A maioria dos antidepressivos usados ​​para dor crônica está sendo prescrita com evidências “insuficientes” de sua eficácia, alertaram os cientistas.

Uma grande investigação sobre medicamentos usados ​​para controlar a dor a longo prazo descobriu que os danos de muitos dos medicamentos comumente recomendados não foram bem estudados.

Publicado no Banco de Dados Cochrane de Revisões Sistemáticaso estudo liderado por cientistas de várias universidades do Reino Unido, incluindo Southampton e Newcastle, examinou 176 ensaios com quase 30.000 pacientes envolvidos em avaliações que prescreveram antidepressivos para dor crônica.

Entre os medicamentos estudados estavam amitriptilina, fluoxetina, citalopram, paroxetina, sertralina e duloxetina– com apenas o último mostrando evidências confiáveis ​​para alívio da dor. Um terço das pessoas em todo o mundo vive com dor crônica, mostram dados da Organização Mundial da Saúde, com muitos antidepressivos prescritos para aliviar os sintomas.

O principal autor, professor Tamar Pincus, da Universidade de Southampton, disse: “Esta é uma preocupação global de saúde pública. A dor crônica é um problema para milhões que recebem antidepressivos prescritos sem provas científicas suficientes de que ajudam, nem uma compreensão do impacto a longo prazo na saúde .

“Nossa revisão não encontrou nenhuma evidência confiável para a eficácia a longo prazo de qualquer antidepressivo, e nenhuma evidência confiável para sua segurança para dor crônica em qualquer ponto. Embora tenhamos descoberto que a duloxetina forneceu alívio da dor a curto prazo para os pacientes que estudamos, continuamos preocupados com seus possíveis danos a longo prazo devido às lacunas nas evidências atuais”.

A amitriptilina é um dos antidepressivos mais comumente prescritos para o tratamento da dor em todo o mundo. Nos últimos 12 meses; cerca de dez milhões de prescrições foram administrados a pacientes na Inglaterra na dose de 10mg recomendada para dor. Por comparação, cinco milhões de prescrições foram administrados nas doses mais altas recomendadas para depressão.

Para duloxetina, três milhões e meio de receitas foram dispensados ​​na Inglaterra, mas as doses recomendadas atualmente não diferem entre as condições.

O estudo Cochrane de dois anos foi a maior avaliação já feita de antidepressivos recomendados pelos principais órgãos, incluindo o Instituto Nacional de Excelência em Saúde e Cuidados do Reino Unido (NICE) e a Food and Drug Administration (FDA) nos EUA.

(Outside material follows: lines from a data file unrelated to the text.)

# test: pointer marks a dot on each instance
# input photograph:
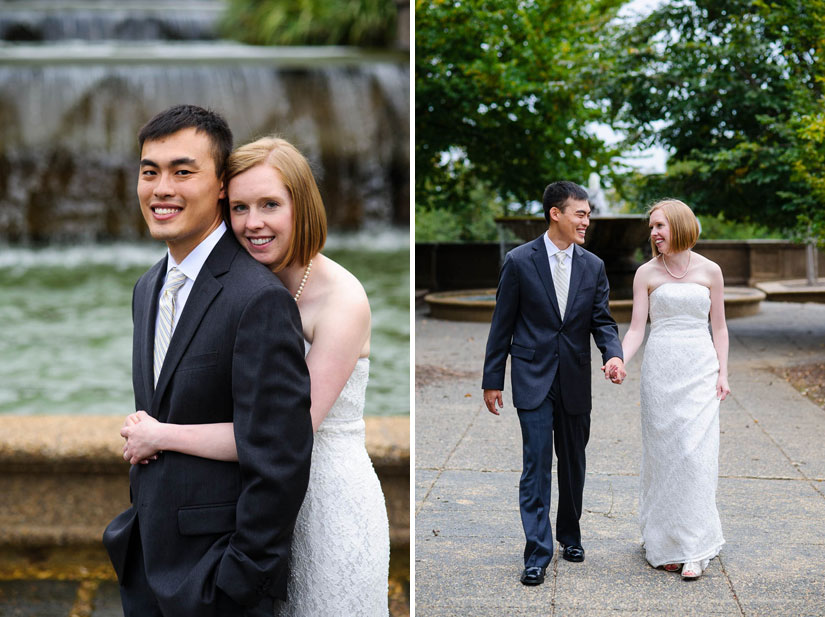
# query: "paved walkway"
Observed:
(771, 495)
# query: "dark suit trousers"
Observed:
(540, 429)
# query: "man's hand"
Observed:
(491, 397)
(614, 370)
(140, 432)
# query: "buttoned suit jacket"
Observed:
(216, 535)
(527, 325)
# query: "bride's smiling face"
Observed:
(261, 212)
(660, 231)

O estatístico Gavin Stewart, co-autor da revisão da Newcastle University, disse: “Estamos pedindo aos órgãos governamentais de saúde NICE e FDA que atualizem suas diretrizes para refletir as novas evidências científicas e aos financiadores que parem de apoiar estudos pequenos e falhos. Síntese de evidências é muitas vezes complexo e cheio de nuances, mas as evidências que sustentam o uso desses tratamentos não são equivalentes, portanto, as modalidades de tratamento atuais são difíceis de justificar.”

A revisão revelou que a duloxetina foi consistentemente o medicamento mais bem avaliado e foi igualmente eficaz para fibromialgia, musculoesquelética e condições de dor neuropática.

Outros resultados mostraram:

  • Doses padrão de duloxetina são tão eficazes para reduzir a dor quanto quantidades maiores
  • O milnaciprano também foi eficaz na redução da dor, mas os cientistas não estão tão confiantes quanto a duloxetina devido a menos estudos com menos pessoas.

O professor Tamar Pincus acrescentou: “Simplesmente não podemos falar sobre outros antidepressivos porque não há estudos suficientemente bons disponíveis – mas isso não significa que as pessoas devam parar de tomar a medicação prescrita sem consultar seu médico de família”.

Os cientistas responsáveis ​​pela revisão eram das universidades de Southampton, Newcastle, Bristol, UCL, Bath e Keele, ao lado do Oxford University Hospital.

A equipe avaliou os ensaios usando um método estatístico que permite aos pesquisadores combinar dados de estudos relevantes para estimar os efeitos de diferentes medicamentos, que não foram comparados diretamente em ensaios individuais.

O pesquisador da Universidade de Southampton, Dr. Hollie Birkinshaw, disse: “Embora investigações anteriores mostrem que alguns antidepressivos podem aliviar dornunca houve um estudo abrangente examinando todos os medicamentos em todas as condições crônicas – até agora.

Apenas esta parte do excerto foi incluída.